Téhéran joue à plein de l’enlisement militaire et politique des Etats-Unis en Irak et en Afghanistan tout en poursuivant sa politique nucléaire « pacifique ». Caracas s’emploie à organiser la défense de l’Amérique latine « attaquée par les barbares venus ruiner nos anciennes civilisations ». 

Hugo Chavez donne les moyens à sa politique : les dernières statistiques montrent que le Venezuela  a promis cette année 8,8 milliards de dollars en aide directe aux pays d’Amérique latine et des Caraïbes. Ce montant est plus de deux fois supérieur à celui de l’aide et des prêts consentis par les Etats-Unis à la région (3,3 milliards).
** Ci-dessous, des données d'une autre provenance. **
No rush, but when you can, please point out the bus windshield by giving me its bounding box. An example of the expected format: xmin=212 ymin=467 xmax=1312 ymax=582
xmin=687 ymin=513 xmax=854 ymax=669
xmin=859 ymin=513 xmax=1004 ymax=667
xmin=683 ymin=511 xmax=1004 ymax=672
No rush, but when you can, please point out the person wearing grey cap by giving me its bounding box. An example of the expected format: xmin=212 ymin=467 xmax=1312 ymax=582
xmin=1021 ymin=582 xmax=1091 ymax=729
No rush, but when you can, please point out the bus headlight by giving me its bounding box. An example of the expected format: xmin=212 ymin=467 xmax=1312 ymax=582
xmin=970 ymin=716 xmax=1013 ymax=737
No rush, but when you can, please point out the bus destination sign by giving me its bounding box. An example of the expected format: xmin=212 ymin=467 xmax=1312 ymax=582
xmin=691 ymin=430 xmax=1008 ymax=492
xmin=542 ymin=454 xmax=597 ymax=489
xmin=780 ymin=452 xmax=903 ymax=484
Frappé par un embargo sur les armes américaines, Le Venezuela a cherché et trouvé ailleurs, en Chine et surtout en Russie, les équipements qu’il souhaite : avions de combat mais aussi fusils d’assaut et armes légères visant à armer la population. 

« Je vais acheter 5,000 fusils Dragonov à la Russie, avec viseur télescopique et système infrarouge permettant l’utilisation de nuit », a ainsi annoncé Hugo Chavez à la radio vénézuelienne début septembre.

Le Dragonov est une arme pour tireur d’élite de facture ancienne mais aux qualités éprouvées et il fait actuellement des dégâts parmi les forces américaines en Irak.